La carte des pays ivrognes

Slate.fr, mis à jour le 17.02.2011 à 14 h 51

Nous vous en parlions déjà mercredi, l'Organisation mondiale de la santé a publié, en février 2011, un rapport sur la situation mondiale sur l'alcool et sur la santé. Les chiffres sont éloquents: près de 4% des décès mondiaux sont liés à l'alcool, et chez les jeunes âgés de 15 à 29 ans, ce taux grimpe jusqu'à 9%, lit-on sur le site de l'OMS, qui en tire une simple conclusion: il faut réduire la consommation d'alcool.

Le rapport regorge de statistiques, tant sur la consommation que sur ses conséquences. Les cartes représentent alors une façon intéressante pour se plonger dans cette masse de données.

Gawker, non sans ironie, en recense quelques-unes, en commençant par la carte des pays les plus ivrognes du monde, en fonction du taux de consommation d'alcool par personne en 2005. «On peut l'utiliser pour planifier ses prochaines vacances», commente le blog américain: ainsi d'après le rapport, la Moldavie est le pays le plus alcoolique, avec une consommation qui s'approche des 19 litres d'alcool par personne et par année.

Sinon, dans cette autre carte, on peut s'amuser à voir qui boit quoi: sans surprises, la bière domine dans les pays anglosaxons, mais aussi en Espagne et en Allemagne; alors que la France et l'Italie préfèrent le vin.

Et si vous souhaitez approfondir l'exercice, vous pouvez vous rendre sur Sociological Images, qui présente aussi des graphiques, comme celui-ci, qui s'intéresse à la proportion de morts attribuables à l'alcool sur toutes les morts masculines. Une proportion qui, en Europe et en Amérique notamment, atteint des chiffres élevés parmi les hommes entre 15 et 29 ans. Ainsi en Europe, plus de 35% des morts d'hommes entre 15 et 29 ans sont attribuables à l'alcool.

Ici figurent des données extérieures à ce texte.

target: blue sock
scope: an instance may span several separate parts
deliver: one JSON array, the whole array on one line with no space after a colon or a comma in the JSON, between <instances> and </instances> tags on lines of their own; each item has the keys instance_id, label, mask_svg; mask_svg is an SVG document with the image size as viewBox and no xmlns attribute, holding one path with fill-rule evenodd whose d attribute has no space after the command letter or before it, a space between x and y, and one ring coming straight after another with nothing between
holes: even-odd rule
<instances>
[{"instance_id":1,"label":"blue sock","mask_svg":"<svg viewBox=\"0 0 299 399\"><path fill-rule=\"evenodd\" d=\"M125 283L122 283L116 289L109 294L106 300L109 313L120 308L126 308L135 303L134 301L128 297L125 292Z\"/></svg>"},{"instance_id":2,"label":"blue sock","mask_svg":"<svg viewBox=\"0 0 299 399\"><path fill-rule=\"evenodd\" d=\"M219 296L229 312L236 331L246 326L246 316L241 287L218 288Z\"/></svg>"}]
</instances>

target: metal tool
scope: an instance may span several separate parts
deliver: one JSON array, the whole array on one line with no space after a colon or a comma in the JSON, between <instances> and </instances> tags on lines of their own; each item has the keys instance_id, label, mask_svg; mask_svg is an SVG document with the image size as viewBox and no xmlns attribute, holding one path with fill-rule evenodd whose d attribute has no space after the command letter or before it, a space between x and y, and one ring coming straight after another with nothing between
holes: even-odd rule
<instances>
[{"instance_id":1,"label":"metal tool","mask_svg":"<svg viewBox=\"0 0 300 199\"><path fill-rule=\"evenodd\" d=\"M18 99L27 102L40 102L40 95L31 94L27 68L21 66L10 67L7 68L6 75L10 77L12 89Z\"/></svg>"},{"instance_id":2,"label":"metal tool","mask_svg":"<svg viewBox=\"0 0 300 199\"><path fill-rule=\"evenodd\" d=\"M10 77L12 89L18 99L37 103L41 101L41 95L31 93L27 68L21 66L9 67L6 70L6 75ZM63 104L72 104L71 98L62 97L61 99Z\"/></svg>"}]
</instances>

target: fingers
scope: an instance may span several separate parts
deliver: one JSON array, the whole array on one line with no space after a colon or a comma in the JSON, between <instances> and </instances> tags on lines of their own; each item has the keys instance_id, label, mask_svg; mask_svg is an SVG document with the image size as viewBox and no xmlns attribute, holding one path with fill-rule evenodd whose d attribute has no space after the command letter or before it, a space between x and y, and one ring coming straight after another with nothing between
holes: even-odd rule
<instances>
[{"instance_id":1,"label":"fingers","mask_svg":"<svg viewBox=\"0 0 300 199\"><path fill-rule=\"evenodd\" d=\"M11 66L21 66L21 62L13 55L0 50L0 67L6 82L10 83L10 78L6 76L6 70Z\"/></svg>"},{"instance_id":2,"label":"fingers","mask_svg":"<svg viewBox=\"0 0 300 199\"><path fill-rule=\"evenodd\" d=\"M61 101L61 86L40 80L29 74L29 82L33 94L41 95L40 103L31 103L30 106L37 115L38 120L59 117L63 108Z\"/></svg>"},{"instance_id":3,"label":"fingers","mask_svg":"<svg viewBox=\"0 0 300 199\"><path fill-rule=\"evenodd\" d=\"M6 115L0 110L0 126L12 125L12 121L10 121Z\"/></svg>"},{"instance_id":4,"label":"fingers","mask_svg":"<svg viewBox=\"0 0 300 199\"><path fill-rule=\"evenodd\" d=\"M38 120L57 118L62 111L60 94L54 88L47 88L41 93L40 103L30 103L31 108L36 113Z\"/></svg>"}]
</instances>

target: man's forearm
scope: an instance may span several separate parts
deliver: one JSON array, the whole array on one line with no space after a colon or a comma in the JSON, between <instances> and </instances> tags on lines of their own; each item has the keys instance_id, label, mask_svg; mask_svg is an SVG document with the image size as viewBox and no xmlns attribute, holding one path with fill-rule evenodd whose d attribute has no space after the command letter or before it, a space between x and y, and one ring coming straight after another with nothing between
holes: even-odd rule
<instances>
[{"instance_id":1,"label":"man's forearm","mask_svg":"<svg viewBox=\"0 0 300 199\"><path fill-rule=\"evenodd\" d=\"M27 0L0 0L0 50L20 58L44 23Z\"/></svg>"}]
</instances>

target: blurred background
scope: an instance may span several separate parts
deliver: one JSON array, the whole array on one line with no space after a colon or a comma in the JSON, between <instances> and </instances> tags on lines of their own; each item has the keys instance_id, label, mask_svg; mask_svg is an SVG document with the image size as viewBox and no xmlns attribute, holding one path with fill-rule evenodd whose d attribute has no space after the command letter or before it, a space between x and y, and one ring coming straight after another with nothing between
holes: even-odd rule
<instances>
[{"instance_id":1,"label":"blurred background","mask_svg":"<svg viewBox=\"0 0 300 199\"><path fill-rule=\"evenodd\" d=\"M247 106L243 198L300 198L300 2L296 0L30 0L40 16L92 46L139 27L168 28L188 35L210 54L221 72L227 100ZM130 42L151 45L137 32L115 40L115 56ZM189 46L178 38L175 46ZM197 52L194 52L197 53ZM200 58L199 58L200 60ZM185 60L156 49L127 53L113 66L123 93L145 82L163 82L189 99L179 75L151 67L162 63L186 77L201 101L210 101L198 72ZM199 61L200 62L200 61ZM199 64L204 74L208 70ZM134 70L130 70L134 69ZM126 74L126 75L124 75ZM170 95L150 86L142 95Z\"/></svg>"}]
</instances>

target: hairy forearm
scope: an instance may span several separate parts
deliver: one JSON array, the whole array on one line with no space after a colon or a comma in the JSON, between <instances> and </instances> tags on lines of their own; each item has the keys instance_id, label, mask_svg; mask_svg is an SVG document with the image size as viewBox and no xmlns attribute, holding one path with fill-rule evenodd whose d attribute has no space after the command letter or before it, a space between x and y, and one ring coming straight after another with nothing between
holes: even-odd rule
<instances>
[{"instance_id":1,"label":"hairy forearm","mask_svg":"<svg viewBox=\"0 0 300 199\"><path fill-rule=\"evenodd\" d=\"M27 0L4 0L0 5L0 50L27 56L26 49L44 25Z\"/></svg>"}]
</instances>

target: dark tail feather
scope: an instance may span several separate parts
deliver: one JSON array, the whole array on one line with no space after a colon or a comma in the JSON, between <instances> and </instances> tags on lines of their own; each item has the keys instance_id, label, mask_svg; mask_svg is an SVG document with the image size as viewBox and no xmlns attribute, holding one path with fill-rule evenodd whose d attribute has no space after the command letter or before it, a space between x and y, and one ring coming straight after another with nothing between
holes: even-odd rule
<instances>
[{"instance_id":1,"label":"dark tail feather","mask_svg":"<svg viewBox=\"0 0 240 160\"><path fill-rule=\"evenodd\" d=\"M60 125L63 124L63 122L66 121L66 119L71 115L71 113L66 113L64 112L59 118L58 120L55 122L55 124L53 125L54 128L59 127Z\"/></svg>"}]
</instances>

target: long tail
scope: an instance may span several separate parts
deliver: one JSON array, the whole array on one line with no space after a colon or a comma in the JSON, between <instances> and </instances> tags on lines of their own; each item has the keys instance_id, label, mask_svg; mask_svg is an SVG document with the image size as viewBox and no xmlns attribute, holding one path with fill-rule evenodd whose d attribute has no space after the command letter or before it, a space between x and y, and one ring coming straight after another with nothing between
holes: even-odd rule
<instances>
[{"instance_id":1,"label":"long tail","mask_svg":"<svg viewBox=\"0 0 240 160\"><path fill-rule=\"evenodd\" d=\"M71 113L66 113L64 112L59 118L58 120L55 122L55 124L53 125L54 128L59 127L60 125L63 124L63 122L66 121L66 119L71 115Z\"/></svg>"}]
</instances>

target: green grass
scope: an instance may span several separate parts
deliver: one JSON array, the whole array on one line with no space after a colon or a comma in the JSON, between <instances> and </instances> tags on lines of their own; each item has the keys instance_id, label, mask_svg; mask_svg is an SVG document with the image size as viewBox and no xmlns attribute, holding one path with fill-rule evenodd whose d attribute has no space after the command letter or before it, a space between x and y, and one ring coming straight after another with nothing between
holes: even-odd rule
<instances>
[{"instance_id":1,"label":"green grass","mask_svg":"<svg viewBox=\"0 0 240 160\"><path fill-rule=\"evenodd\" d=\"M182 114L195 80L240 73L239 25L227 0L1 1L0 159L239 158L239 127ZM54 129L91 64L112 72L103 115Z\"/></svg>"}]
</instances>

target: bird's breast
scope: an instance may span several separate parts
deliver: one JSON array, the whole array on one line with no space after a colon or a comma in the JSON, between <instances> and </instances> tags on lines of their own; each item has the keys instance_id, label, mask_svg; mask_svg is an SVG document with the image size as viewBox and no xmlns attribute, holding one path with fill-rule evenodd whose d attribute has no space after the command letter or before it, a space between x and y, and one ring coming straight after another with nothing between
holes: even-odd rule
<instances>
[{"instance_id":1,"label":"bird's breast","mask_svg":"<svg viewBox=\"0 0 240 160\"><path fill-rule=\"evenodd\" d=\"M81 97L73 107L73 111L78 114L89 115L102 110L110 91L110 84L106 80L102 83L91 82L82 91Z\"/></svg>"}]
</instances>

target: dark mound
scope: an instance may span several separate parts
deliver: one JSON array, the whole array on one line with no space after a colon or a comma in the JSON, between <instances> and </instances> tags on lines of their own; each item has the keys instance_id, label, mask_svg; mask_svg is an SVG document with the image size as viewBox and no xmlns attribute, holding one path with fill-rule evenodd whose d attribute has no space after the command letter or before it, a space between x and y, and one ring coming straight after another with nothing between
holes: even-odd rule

D’après le Dr Ala Alwan, sous-directeur général de l’OMS pour les maladies non transmissibles et la santé mentale, «de nombreux pays reconnaissent les graves problèmes de santé publique provoqués par l’usage nocif de l’alcool et ont pris des mesures pour en prévenir les conséquences sanitaires et sociales et traiter les personnes qui en ont besoin. Mais il est clair qu’il faut faire beaucoup plus pour réduire le nombre de décès et les souffrances associées à l'usage nocif de l’alcool».